Kenwood Appliances, the maker of the Kenwood Chef Mixer, looked vulnerable to a takeover bid yesterday after the domestic appliance maker issued another profits warning and said its managing director was to leave after little more than a year in charge.

Kenwood shares lost a third of their value in early trading but recovered to close 22p lower at 164p as the market sensed that Pifco might renew its bid interest. Pifco, the rival appliance group, approached Kenwood twice about an agreed deal last year but withdrew after being rebuffed.

Pifco's directors were in Stockholm yesterday and issued no formal comment. However, City analysts suggested that with Kenwood shares now at their lowest point since the company's flotation in 1992, Pifco might move in for the kill.

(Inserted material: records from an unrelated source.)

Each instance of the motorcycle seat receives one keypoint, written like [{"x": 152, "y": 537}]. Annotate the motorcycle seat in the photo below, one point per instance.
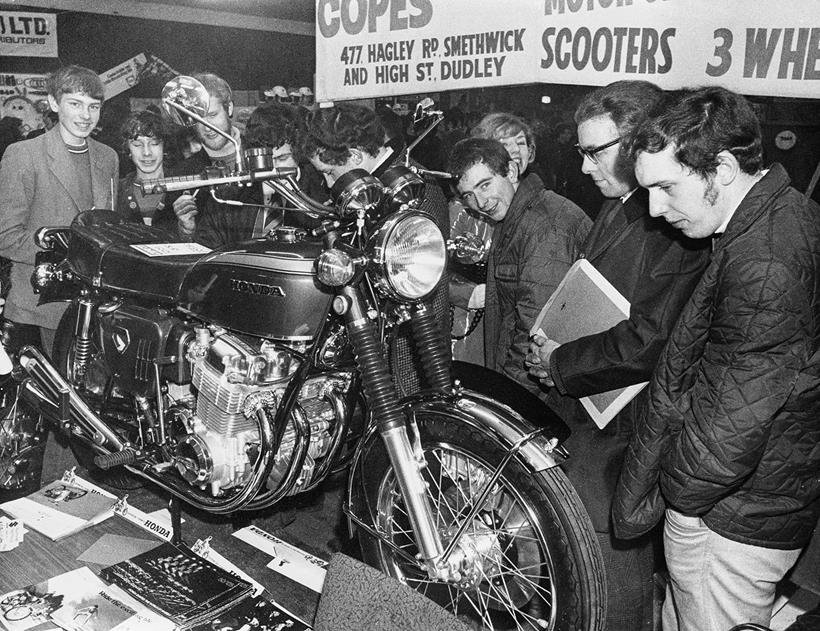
[{"x": 101, "y": 252}]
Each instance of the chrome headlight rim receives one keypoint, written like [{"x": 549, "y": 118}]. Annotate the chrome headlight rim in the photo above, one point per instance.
[
  {"x": 381, "y": 245},
  {"x": 357, "y": 190}
]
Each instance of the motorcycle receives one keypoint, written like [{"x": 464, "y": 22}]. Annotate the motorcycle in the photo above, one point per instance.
[{"x": 236, "y": 377}]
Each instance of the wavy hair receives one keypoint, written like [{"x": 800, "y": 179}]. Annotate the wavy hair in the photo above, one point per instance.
[
  {"x": 699, "y": 124},
  {"x": 332, "y": 132},
  {"x": 471, "y": 151},
  {"x": 75, "y": 79}
]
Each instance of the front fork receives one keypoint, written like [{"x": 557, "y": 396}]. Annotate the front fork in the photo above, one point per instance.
[{"x": 381, "y": 397}]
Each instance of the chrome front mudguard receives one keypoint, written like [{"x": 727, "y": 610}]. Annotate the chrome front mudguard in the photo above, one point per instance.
[{"x": 537, "y": 447}]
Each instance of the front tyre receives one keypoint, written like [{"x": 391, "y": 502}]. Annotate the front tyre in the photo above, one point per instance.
[{"x": 532, "y": 560}]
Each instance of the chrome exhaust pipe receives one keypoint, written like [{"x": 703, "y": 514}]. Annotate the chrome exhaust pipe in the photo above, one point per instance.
[{"x": 49, "y": 387}]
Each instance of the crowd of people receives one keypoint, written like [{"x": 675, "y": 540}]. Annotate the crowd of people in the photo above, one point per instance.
[{"x": 714, "y": 465}]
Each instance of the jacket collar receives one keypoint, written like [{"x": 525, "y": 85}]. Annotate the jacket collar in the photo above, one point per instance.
[
  {"x": 59, "y": 163},
  {"x": 614, "y": 218},
  {"x": 756, "y": 202}
]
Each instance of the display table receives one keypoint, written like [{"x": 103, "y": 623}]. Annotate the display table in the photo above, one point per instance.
[{"x": 39, "y": 558}]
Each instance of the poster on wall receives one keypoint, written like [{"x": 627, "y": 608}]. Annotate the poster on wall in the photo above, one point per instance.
[
  {"x": 25, "y": 97},
  {"x": 393, "y": 47},
  {"x": 28, "y": 34},
  {"x": 123, "y": 76}
]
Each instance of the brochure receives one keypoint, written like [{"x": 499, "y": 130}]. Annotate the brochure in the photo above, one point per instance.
[
  {"x": 63, "y": 507},
  {"x": 178, "y": 583}
]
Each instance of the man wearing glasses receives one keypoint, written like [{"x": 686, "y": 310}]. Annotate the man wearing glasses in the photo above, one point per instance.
[{"x": 656, "y": 269}]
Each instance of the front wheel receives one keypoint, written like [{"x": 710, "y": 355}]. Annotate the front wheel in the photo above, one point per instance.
[{"x": 532, "y": 560}]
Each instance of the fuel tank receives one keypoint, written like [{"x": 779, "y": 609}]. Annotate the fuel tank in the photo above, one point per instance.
[{"x": 265, "y": 287}]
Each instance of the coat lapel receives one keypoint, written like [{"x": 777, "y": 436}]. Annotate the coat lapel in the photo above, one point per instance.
[
  {"x": 102, "y": 186},
  {"x": 59, "y": 164},
  {"x": 611, "y": 226}
]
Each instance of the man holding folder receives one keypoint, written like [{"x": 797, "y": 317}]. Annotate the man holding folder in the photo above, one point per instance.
[{"x": 655, "y": 269}]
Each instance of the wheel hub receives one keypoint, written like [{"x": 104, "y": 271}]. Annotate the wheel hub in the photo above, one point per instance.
[{"x": 477, "y": 556}]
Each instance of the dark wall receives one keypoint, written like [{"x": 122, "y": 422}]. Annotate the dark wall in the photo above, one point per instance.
[{"x": 248, "y": 60}]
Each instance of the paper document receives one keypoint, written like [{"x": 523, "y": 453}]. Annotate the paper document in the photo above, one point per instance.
[{"x": 586, "y": 303}]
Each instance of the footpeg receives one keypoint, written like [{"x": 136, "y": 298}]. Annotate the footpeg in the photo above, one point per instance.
[{"x": 117, "y": 459}]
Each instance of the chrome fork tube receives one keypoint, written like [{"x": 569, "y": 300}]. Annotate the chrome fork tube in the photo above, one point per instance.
[
  {"x": 381, "y": 397},
  {"x": 82, "y": 337}
]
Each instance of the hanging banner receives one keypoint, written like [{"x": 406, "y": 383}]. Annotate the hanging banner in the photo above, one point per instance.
[
  {"x": 123, "y": 76},
  {"x": 28, "y": 34},
  {"x": 370, "y": 48},
  {"x": 25, "y": 97}
]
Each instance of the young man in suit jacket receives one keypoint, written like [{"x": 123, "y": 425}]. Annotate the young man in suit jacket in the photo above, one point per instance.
[
  {"x": 656, "y": 269},
  {"x": 47, "y": 181}
]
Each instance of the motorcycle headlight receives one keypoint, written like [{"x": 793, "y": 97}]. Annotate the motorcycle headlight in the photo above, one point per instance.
[{"x": 409, "y": 255}]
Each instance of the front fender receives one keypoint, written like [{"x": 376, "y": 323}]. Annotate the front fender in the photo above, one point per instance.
[
  {"x": 503, "y": 390},
  {"x": 498, "y": 421}
]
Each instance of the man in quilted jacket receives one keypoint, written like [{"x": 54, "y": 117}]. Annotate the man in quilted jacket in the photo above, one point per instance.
[{"x": 729, "y": 449}]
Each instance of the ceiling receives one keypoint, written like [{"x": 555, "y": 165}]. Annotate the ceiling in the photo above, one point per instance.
[
  {"x": 286, "y": 16},
  {"x": 296, "y": 10}
]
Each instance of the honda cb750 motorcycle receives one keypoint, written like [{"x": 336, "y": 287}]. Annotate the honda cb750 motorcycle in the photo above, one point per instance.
[{"x": 233, "y": 378}]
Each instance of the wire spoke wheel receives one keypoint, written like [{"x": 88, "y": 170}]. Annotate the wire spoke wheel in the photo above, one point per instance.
[{"x": 528, "y": 560}]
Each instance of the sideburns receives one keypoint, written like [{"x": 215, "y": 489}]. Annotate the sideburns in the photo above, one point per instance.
[{"x": 710, "y": 194}]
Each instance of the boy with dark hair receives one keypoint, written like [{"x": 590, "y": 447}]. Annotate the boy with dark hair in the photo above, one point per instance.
[
  {"x": 538, "y": 235},
  {"x": 728, "y": 451},
  {"x": 275, "y": 126},
  {"x": 350, "y": 136},
  {"x": 655, "y": 269}
]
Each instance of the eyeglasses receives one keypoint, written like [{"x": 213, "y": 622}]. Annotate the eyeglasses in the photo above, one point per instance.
[{"x": 591, "y": 153}]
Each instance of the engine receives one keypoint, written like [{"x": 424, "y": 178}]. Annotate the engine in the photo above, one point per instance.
[
  {"x": 210, "y": 377},
  {"x": 223, "y": 439}
]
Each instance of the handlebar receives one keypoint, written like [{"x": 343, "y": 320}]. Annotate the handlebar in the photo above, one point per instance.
[{"x": 170, "y": 184}]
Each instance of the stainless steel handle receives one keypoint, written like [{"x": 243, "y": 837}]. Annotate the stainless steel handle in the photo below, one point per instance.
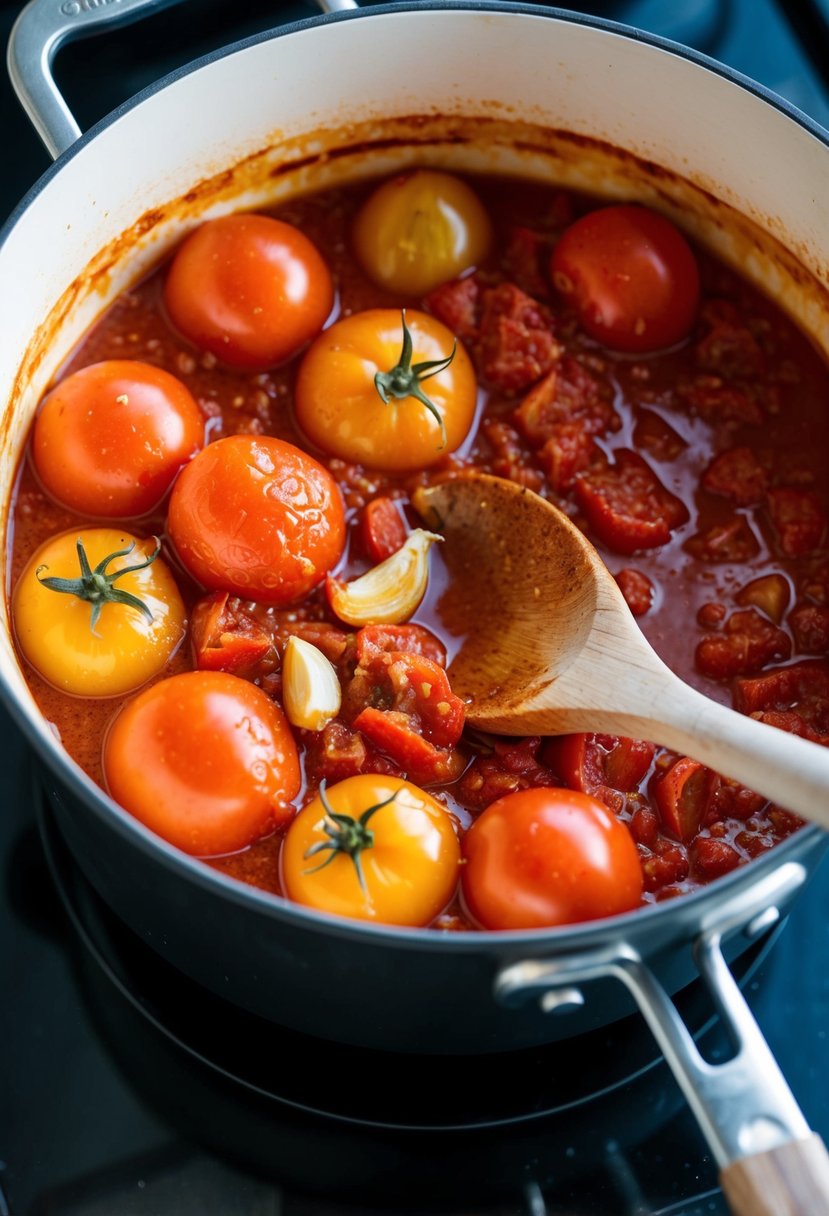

After yesterday's 12 per cent slump in the share price, Kenwood is worth pounds 75m. Pifco's shares closed unchanged at 268p yesterday, valuing the company at pounds 45m.

Kenwood said that following a poor performance in the Christmas and January sales periods, profits in the second half would be significantly lower than the pounds 3.3m achieved in the first half. Analysts forecast full-year profits of pounds 4.5m.

Though the group has maintained market share, trading in western Europe is difficult and margins are under pressure. The strength of sterling has also had an adverse impact.

As a result of the latest downbeat message, managing director Tim Beech will leave the company next month. He will receive compensation for loss of office. He is on a two-year contract and last year received total pay of pounds 170,000 including bonuses.

He will be replaced by Colin Gordon, who joins from branded food and drinks group Grand Metropolitan. He has been a director of the group's IDV drinks subsidiary for the past 10 years.

Kenwood's rebel shareholder group, UK Active Value, which campaigned for the group to be put up for sale last year, applauded the shake-up. Julian Treger, one of the fund's advisers said: "We regard this as a positive set of announcements which are exactly the strategy we suggested to both management and shareholders last year. Clearly, Kenwood needed a change in management and an operational restructuring."

Another large institutional shareholder said that while a takeover was possible, the new management would be given a chance to prove themselves. "We've got a new chief executive. All we want now is a strategy. We'll have to listen to what they have to say."

Pifco made two informal approaches to Kenwood last year. It stressed it was interested only in an agreed deal.

In December UK Active Value requisitioned an extraordinary general meeting at which it proposed Kenwood should put itself up for sale. Shareholders voted overwhelmingly against the motion.

However, some analysts suggested that following yet another profits warning investors might now take a different view.